Ian Fraser was born on February 3, 1911, the only child of Alexander Reid Fraser and his wife Margaret Russell MacFarlane. He attended the Repton School and later studied philosophy, politics and economics at Balliol College in Oxford , which he left in 1932 as one of the best of the year ( first-class honors ). He graduated from the University of Glasgow with a Bachelor of Laws in 1935. The following year he was admitted to the Scottish Faculty of Advocates , where he soon earned a reputation as an excellent lawyer. In addition to the practical, he also taught at the University of Glasgow and from 1948 at the University of Edinburgh . His Outline of Constitutional Law , published in 1936 (2nd edition 1948) , soon became the standard work on British constitutional law.

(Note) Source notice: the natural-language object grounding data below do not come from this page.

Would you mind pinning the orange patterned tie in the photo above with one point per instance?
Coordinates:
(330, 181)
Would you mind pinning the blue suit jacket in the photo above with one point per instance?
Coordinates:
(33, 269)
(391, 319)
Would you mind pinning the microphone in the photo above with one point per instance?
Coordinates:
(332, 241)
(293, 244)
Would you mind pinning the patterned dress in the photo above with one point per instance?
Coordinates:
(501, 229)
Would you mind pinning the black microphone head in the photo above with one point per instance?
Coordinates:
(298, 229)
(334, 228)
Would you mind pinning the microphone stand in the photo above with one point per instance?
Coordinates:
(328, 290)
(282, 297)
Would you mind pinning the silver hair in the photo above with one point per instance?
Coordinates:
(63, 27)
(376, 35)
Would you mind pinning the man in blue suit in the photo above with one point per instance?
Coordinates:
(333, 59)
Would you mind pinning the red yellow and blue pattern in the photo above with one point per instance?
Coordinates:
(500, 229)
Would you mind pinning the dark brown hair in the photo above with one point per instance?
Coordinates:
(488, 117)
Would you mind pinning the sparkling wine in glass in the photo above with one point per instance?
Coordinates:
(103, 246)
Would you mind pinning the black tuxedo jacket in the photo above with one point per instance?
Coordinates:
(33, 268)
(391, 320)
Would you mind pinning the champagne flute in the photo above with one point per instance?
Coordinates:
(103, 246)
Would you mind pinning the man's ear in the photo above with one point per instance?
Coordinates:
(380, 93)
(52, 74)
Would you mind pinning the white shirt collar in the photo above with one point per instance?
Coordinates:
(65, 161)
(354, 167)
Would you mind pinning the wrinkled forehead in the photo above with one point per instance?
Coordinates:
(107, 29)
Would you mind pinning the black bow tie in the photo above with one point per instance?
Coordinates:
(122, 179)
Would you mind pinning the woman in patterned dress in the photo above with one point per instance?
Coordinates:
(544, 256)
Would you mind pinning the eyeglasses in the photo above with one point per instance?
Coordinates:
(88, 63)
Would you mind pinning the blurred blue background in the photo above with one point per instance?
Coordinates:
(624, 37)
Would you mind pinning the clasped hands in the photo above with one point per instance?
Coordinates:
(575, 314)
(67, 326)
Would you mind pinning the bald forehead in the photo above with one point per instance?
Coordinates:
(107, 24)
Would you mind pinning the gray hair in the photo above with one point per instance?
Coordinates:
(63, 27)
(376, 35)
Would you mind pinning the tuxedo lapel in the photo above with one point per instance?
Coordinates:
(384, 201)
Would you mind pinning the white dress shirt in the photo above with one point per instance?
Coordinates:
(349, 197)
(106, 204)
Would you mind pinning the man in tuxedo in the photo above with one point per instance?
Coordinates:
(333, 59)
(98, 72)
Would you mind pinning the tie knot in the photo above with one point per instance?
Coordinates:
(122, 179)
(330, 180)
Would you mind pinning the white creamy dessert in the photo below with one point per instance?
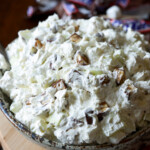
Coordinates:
(79, 81)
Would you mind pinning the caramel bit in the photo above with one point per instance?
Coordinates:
(75, 38)
(59, 85)
(33, 50)
(77, 28)
(28, 102)
(120, 77)
(104, 80)
(82, 59)
(104, 107)
(100, 116)
(38, 44)
(88, 116)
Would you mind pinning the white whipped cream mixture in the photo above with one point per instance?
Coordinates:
(79, 81)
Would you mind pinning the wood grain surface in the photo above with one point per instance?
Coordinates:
(13, 18)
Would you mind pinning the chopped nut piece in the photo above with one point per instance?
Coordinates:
(120, 75)
(104, 107)
(74, 123)
(59, 85)
(75, 38)
(38, 44)
(129, 90)
(74, 76)
(77, 28)
(28, 102)
(104, 80)
(82, 59)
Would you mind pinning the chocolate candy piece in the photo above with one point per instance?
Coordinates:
(137, 25)
(86, 3)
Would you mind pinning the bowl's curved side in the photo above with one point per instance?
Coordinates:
(125, 144)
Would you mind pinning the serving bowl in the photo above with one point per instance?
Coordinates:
(133, 140)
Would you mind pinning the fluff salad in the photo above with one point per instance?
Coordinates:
(79, 81)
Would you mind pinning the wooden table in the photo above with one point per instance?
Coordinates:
(12, 19)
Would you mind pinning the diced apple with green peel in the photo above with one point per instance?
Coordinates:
(117, 137)
(112, 124)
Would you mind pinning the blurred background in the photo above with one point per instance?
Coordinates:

During the war he first served as a non-commissioned officer in an anti-aircraft battery of the Territorial Army . He later moved to the Royal Artillery , rose to the rank of major and served in the theater of war in Burma . In 1945 he was appointed Advocate Depute and eventually rose to become Home Depute of the Crown Office . In 1953 he was appointed to the Queen's Counsel . In 1954 he was a member of the Scottish Law Reform Committee and from 1960 to 1962 of the Royal Commission on the Police. From 1959 to 1964 he served as dean of the Faculty of Advocates, from 1964 to 1974 he was senator of the College of Justice and at the same time held the title of Lord Fraser . In 1974 he was appointed to the Privy Council , named Life Peer , Baron Fraser of Tullybelton, of Bankfoot in the County of Perth , and assumed the office of Lord of Appeal in Ordinary . Ian Fraser was a very active member of the House of Lords , primarily concerned with issues relating to the advancement of the administration of justice. In his retirement he was still a member of the university commission for reforming the higher education system. He died on February 17, 1989 in a car accident on the M90 ​​between Perth and Edinburgh during a snow storm.

Awards

Fraser was a member of the Royal Company of Archers . In 1975 he was made Honorary Chairman of the Board of Directors of Gray's Inn and in 1981 an Honorary Fellow of Balliol College. He received an honorary doctorate ( Legum Doctor ) from the University of Glasgow in 1970 and from the University of Edinburgh in 1978.

family

On November 8, 1943, Ian Fraser married Mary Ursula Cynthia Gwendolen Macdonnell, daughter of Colonel Ian Harrison Macdonnell, with whom he had a son named Andrew.